Question on quantize_per_channel and dequantize

I’d like to use low-level quantization of a tensor x of shape (num_channels, blocksize). I know how to use MovingAveragePerChannelMinMaxObserver to obtain the quantisation params.

I also understand how to use torch.quantize_per_channel then, to get q_x. From the docs, the quant params see to somehow be attached to q_x.

But I’d now (for other reasons) like to store quantisation params separately from q_x.int_repr().

Even though this is not documented anywhere, I suspect that torch.dequantize would do the right thing when applied to q_x. But in my case, I store q_x.int_repr() plus the quantisation params separately. What is a good way to dequantize then, given I have the internal representation and the parameters? How can I safely get a “quantized tensor” (i.e., like output of quantize_per_channel) from its parts?

I found some issue pages with torch._make_per_channel_quantized_tensor:

But I am not sure this is even callable. Why is this so hidden? Especially given that tensors with torch.qint8 do not really implement many things, for example torch.cat fails for the per_channel variant.

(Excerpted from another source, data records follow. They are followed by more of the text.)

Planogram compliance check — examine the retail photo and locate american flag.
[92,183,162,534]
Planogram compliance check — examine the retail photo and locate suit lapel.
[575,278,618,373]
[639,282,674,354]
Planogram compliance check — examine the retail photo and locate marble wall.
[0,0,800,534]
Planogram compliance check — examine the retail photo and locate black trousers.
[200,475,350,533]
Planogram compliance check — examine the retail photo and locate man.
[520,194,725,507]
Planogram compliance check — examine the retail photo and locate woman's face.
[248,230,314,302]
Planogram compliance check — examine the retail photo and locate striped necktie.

This actually works. I still wonder why this is not properly documented, and why I need to call an internal method to do something that seems pretty useful to me.

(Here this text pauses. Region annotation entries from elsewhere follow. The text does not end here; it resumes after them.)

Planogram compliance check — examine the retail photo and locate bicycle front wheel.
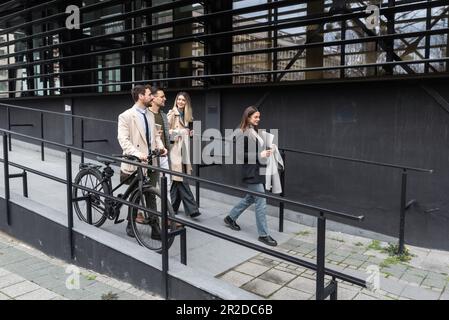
[73,169,110,227]
[128,187,176,252]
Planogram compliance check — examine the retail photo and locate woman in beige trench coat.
[167,92,201,218]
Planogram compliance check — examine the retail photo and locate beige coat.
[117,107,164,174]
[167,107,192,181]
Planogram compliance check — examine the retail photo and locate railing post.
[195,164,200,208]
[398,169,407,254]
[6,107,12,151]
[3,132,11,226]
[330,277,338,300]
[41,112,45,161]
[161,174,169,299]
[316,212,326,300]
[180,228,187,265]
[65,149,75,260]
[86,195,92,225]
[279,150,286,232]
[81,119,84,163]
[22,170,28,198]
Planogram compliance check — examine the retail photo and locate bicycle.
[73,151,178,252]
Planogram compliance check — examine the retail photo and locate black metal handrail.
[0,129,367,300]
[195,131,434,255]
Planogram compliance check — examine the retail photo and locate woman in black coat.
[224,107,277,246]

Just a heads up. Quantization is not just useful for what your high-level stuff here uses it, namely quantize weights of big model. We also need it for inference, say to compress KV cache content. And this does need clean access to the low level primitives.

I wanted to use bitsandbytes, but found out this works on GPU only, and only on some, so I’ll implement the baseline with torch code. If you know a good way to get 4-bit quantization which always works (also on CPU), please let me know. I don’t want to do it myself, though.